まず研修では、岡村精二講師団長を始めとする4名の講師の話は、今までに聞いたことのないような心に響くものでした。自設計自作のボートを用い山口県の宇部港からアメリカのサンフランシスコ港までの航海距離約10,000kmの太平洋単独横断を行った際の苦悩や挫折、航海を支えてくれた思いを語っていただいた講義では、夢を持つことの大切さを学び、左手に障害があるにも関わらず、それを微塵も感じさせないでバイオリンという楽器を使い戦争の悲惨さ、平和であることの幸福感、そして自己の人生についての訴えのようなの講義には、考えさせられるものがあり、エニアグラムという手法を用いて各々の気づいていないような長所、短所など特性を分析そして把握し、人との接し方を見つめ直すという講義では、人にはそれぞれ個性があり、それに伴い人間関係において適した役割があるのだということを気付かされました。また、講義において人間関係で重要な第一印象は6秒で決まり、それは話し方、性格なんかではなく、それらが分かる目で決まるということや、当たり前の言葉ですが、「今やれなければこの先一生やれないだろう」など、ちょっとした心がけが大切だということを教わりました。なかでも、成功人の必ずしている3つのことと教えられたことは、今後の私の教訓にしようと思います。1つ目は、対人間の話において、相手の言葉に対し「しかし」という反対的な言い方で返すのでのではなく、人間は認められたい生き物なので「なるほど」と認めたうえで、自分の意見を伝えるということ。その方が同じことを伝えるにしても相手の自分に対しての見方は断然後者の方が良いという心理的なこと。2つ目は、ネクラではなくネアカであれということ。例えば、「〜だから。」と他人のせいにするのではなく、「〜だからこそ〜。」と自分に責任を持ち、常にプラス思考を持つ考え方。後ろ向きな人間には誰もついていこうと思わないから絶えず気持ちを前に持つということ。3つ目は、書くということ。自分の願いや夢、そして計画などを紙に書き、トイレや玄関のような毎日目に入ってくるところに張っておき、そして1日1回以上声を出して読む。そうすることより、自分の中での思いが強くなり、周りの認識もそうなっていき実現しやすくなるという行動。この3つは自己の考え方が言葉の節々に表れることを表現したもので、成功するか否か関わらず、自己を強く持つという面でとても大切なことであると思いました。

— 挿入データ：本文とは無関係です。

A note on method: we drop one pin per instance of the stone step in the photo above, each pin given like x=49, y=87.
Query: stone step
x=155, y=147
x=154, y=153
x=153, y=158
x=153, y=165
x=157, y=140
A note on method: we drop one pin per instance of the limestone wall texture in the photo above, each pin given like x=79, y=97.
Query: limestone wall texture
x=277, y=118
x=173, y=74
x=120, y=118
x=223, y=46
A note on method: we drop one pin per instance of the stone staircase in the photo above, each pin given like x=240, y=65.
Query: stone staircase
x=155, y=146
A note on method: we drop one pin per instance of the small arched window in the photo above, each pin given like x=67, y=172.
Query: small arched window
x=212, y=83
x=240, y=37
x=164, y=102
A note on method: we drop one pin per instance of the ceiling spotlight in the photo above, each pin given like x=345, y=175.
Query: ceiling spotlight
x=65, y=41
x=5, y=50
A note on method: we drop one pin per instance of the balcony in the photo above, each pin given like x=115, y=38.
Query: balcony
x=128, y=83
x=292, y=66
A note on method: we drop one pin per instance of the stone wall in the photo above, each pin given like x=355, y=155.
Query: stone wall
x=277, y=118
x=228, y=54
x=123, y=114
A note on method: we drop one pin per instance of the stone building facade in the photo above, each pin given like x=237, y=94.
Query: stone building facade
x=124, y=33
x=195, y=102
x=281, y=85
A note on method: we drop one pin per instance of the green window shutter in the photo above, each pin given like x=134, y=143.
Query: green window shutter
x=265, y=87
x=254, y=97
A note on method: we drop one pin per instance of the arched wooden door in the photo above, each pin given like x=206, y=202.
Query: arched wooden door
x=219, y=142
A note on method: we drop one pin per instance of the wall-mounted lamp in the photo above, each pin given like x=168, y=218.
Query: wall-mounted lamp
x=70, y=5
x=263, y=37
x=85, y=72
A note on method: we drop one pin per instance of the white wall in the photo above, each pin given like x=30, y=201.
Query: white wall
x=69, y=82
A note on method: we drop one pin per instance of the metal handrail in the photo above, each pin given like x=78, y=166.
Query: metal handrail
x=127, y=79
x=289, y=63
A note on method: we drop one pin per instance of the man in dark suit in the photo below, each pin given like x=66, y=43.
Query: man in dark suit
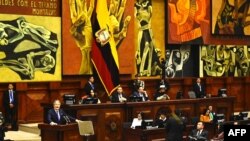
x=199, y=89
x=175, y=127
x=58, y=116
x=199, y=134
x=89, y=85
x=118, y=96
x=141, y=93
x=10, y=106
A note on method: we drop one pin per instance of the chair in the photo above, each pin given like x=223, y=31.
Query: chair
x=191, y=94
x=86, y=129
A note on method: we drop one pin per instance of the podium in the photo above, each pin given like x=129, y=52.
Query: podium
x=86, y=129
x=59, y=132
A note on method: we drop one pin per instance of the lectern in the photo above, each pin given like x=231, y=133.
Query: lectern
x=86, y=129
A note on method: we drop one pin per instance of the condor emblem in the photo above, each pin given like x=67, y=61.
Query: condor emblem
x=102, y=36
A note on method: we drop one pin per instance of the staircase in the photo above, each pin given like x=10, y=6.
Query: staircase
x=26, y=132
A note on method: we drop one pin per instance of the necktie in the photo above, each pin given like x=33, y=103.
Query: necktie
x=58, y=115
x=198, y=133
x=199, y=86
x=11, y=96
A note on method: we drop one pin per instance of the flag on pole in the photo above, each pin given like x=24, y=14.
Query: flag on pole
x=104, y=54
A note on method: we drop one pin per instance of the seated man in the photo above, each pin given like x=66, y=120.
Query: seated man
x=118, y=96
x=91, y=98
x=58, y=116
x=137, y=121
x=199, y=134
x=161, y=94
x=161, y=120
x=141, y=93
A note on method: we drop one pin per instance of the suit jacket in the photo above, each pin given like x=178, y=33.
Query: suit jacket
x=6, y=100
x=115, y=97
x=89, y=87
x=53, y=117
x=174, y=130
x=203, y=136
x=136, y=94
x=198, y=93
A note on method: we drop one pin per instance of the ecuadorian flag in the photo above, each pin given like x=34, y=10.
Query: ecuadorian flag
x=104, y=54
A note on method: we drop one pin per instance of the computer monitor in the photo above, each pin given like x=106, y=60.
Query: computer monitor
x=69, y=99
x=222, y=92
x=243, y=115
x=220, y=118
x=147, y=123
x=179, y=95
x=135, y=99
x=90, y=101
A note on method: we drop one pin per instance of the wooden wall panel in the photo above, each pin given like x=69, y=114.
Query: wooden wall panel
x=30, y=95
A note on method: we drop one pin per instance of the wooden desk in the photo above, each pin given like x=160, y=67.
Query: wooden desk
x=108, y=118
x=60, y=132
x=143, y=134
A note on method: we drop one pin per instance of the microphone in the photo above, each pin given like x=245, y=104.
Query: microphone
x=66, y=119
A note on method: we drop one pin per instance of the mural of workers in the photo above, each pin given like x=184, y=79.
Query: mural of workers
x=147, y=55
x=185, y=19
x=180, y=61
x=81, y=27
x=224, y=60
x=26, y=48
x=232, y=18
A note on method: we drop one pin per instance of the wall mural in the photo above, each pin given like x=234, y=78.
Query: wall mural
x=29, y=48
x=188, y=20
x=148, y=53
x=224, y=60
x=230, y=17
x=78, y=35
x=180, y=61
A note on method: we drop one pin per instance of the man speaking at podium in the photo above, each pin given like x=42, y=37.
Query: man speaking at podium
x=57, y=116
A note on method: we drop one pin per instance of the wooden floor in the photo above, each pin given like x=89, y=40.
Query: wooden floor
x=26, y=132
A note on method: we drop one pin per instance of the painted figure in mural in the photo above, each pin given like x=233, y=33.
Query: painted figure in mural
x=232, y=17
x=225, y=60
x=186, y=16
x=27, y=48
x=81, y=28
x=147, y=60
x=241, y=60
x=175, y=60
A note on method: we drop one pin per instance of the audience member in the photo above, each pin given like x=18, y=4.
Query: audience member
x=212, y=114
x=138, y=121
x=141, y=93
x=118, y=96
x=199, y=134
x=161, y=94
x=220, y=134
x=89, y=85
x=163, y=82
x=2, y=127
x=199, y=89
x=10, y=105
x=161, y=120
x=138, y=83
x=175, y=126
x=56, y=115
x=205, y=117
x=91, y=96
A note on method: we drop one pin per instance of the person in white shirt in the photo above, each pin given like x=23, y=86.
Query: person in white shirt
x=118, y=96
x=137, y=121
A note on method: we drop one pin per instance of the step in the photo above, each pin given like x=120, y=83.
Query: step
x=21, y=136
x=30, y=128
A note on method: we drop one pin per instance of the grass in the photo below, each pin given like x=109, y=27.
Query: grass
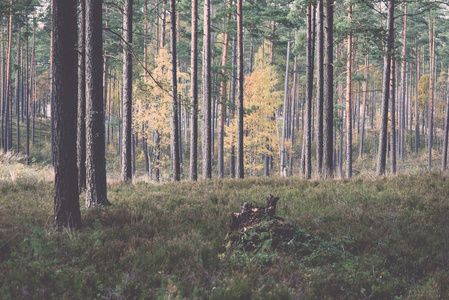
x=388, y=238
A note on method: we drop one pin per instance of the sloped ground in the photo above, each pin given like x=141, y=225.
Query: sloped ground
x=378, y=238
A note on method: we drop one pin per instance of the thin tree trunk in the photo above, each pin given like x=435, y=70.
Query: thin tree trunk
x=293, y=113
x=27, y=92
x=193, y=176
x=431, y=91
x=81, y=124
x=393, y=116
x=365, y=94
x=328, y=93
x=285, y=114
x=309, y=90
x=175, y=107
x=221, y=132
x=95, y=132
x=403, y=84
x=17, y=90
x=320, y=87
x=8, y=108
x=207, y=109
x=446, y=126
x=381, y=159
x=126, y=167
x=349, y=103
x=240, y=152
x=418, y=69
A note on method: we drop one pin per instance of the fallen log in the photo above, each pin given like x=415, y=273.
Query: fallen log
x=250, y=215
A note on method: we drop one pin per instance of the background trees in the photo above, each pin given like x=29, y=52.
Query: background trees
x=351, y=38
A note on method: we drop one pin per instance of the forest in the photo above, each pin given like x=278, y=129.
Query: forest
x=312, y=89
x=163, y=117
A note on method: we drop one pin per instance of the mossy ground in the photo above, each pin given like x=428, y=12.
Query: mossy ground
x=381, y=238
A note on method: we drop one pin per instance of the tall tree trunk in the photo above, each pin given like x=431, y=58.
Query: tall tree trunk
x=27, y=92
x=175, y=107
x=240, y=150
x=431, y=90
x=96, y=193
x=17, y=90
x=293, y=113
x=66, y=201
x=418, y=69
x=403, y=84
x=309, y=91
x=365, y=94
x=81, y=124
x=163, y=25
x=8, y=108
x=446, y=126
x=393, y=116
x=126, y=168
x=221, y=132
x=328, y=126
x=349, y=103
x=207, y=105
x=285, y=114
x=320, y=86
x=382, y=152
x=2, y=86
x=193, y=176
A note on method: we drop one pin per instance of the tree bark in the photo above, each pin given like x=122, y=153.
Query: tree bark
x=194, y=94
x=221, y=132
x=365, y=94
x=309, y=91
x=393, y=117
x=418, y=69
x=175, y=107
x=207, y=105
x=431, y=90
x=95, y=132
x=320, y=87
x=328, y=126
x=285, y=114
x=240, y=146
x=8, y=94
x=382, y=152
x=81, y=124
x=349, y=103
x=126, y=167
x=66, y=201
x=403, y=84
x=17, y=90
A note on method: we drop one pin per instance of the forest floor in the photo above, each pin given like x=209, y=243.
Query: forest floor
x=366, y=237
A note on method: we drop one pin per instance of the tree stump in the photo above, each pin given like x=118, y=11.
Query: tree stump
x=250, y=215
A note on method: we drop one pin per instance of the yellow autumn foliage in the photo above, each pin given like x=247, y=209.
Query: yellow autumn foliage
x=260, y=103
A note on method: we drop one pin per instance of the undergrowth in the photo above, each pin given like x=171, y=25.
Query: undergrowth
x=381, y=238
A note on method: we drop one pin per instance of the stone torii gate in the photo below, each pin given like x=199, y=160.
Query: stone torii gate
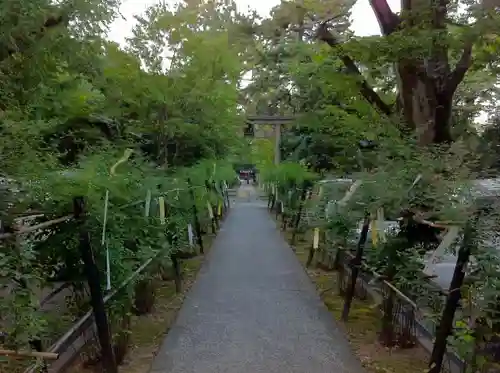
x=276, y=122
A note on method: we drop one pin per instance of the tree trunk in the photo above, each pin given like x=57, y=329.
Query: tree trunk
x=426, y=86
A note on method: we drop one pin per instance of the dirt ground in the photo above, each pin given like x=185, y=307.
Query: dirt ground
x=364, y=324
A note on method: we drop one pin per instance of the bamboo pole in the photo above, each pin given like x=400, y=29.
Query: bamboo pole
x=40, y=355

 次に国際交流では、私はサイパンに初めて上陸したわけですが、以前は日本人が国の90%を占めていたり、戦争の際に戦場になり、人が大勢亡くなったりなど日本に深い関係があることを知りました。バンサイクリフなど戦争の形跡を見学し、改めて戦争の惨さ、平和であることの喜びを感じることができました。船のデッキでのパーティーや海辺での運動会、スイカ割りを通じての現地チャモロ人との交流は自分の語学力のなさを痛感するものでした。コミュニケーションをとる際、お互いを理解しようとする気持ちがあるもののそれができない悲しい体験でした。また、留学などしている外国人もこの洋上研修を共にしていたのですが、ところどころで私たちとの考え方の違いがあることを肌で感じることが出来ました。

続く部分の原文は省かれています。